Then Antonio wanted to hear all these other stories about me - travels to other countries, dance recitals, school life, my first girlfriend - before he asked me about my mafia.

"Oh, I hated them," I said offhandedly. "It's not like I could quit, because I was practically their head, but I still didn't like it. I was always worried about what might happen to Mom if they got mad at me."

"You're strange," said Antonio and I hurled my Coke at his head. He caught it in such a way that the drink remained in the can, and he set it down in front of me. "No! I don't mean that in a rude way," he said with a sheepish grin. "It's just -"

"Just what?" I snapped, crossing my arms and refusing the pasta he tried to feed me.

"Most people I know would be worried for themselves over their family!" he grinned. "You're such a darling, Lovi~"

I sputtered. A darling? Me? What the fuck kind of idiot called a guy a darling? Before I could shoot back some badass reply, the bell rang, and Antonio leaned across the table to kiss my forehead.

"Aw, you look like a tomato, mi querido!"

I scowled deeper and stood. "Asshole."


I had one of the highest grades in bio because I'm brilliant like that. Antonio, for all his stupidity, was the top grade, and I wanted to headbutt him. I would have, if he'd not had skin of stone. So I settled for giving him the silent treatment and reveling in the the fact that I was the only person whose mind he couldn't read.

Heh.

By the end of class, Antonio looked close to tears. From one class of me ignoring him? Damn, I needed to do this for a week. The result would be freaking hilarious.

He drove me home, like he had for the past few days, and when we reached my place he pinned me against his car and practically ate my face off.
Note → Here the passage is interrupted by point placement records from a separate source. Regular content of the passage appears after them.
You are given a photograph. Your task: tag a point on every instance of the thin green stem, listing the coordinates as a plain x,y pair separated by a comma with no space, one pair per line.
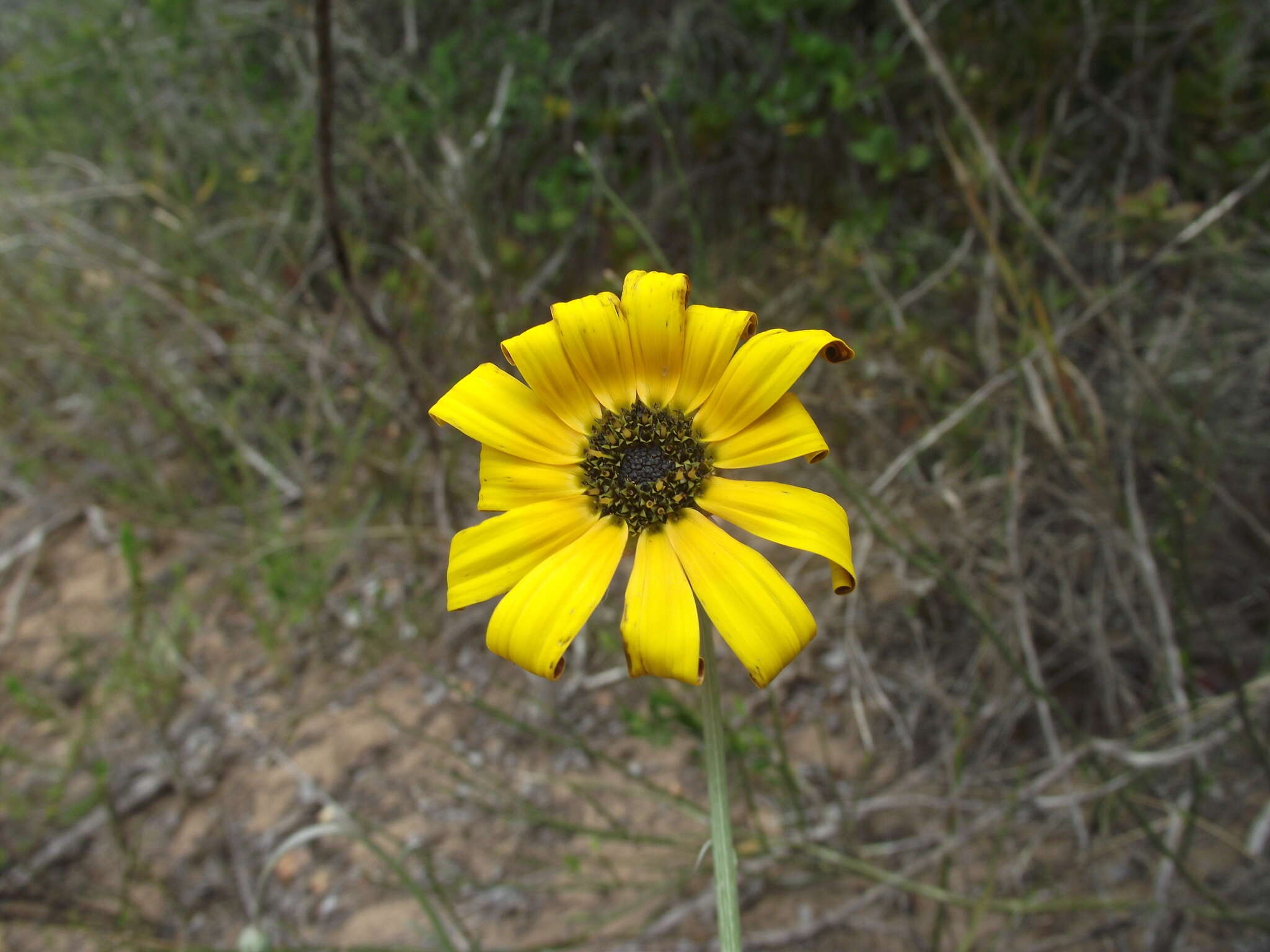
721,818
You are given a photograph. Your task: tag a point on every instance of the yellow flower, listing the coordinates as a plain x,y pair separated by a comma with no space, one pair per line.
633,408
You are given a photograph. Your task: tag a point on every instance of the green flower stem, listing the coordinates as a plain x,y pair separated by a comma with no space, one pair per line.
721,818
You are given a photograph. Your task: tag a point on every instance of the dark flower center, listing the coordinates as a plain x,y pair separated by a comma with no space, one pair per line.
644,465
644,462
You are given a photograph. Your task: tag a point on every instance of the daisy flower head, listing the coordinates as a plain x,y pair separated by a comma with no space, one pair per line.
630,409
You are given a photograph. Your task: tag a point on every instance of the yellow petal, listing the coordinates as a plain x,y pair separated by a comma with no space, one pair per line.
710,338
488,559
598,343
757,612
784,432
761,371
535,622
659,622
539,356
507,482
495,409
654,302
790,516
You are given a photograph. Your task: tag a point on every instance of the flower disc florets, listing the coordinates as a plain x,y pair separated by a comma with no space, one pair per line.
644,465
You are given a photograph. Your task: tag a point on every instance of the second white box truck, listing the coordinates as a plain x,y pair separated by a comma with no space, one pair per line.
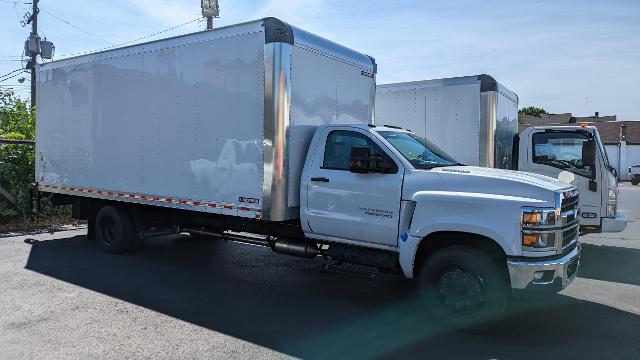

I half-heartedly whacked my fists at his chest until he let go, probably realizing that I needed air. I guess a thousand and a half years of not breathing could mess with someone's brains, and it wasn't like Antonio had much of them to start with.

"I'll never get enough of that!" he practically squealed, hugging me in a way that would have hurt even if he were human.

Since he was a vampire, I choked and thought I heard a rib crack before he let go.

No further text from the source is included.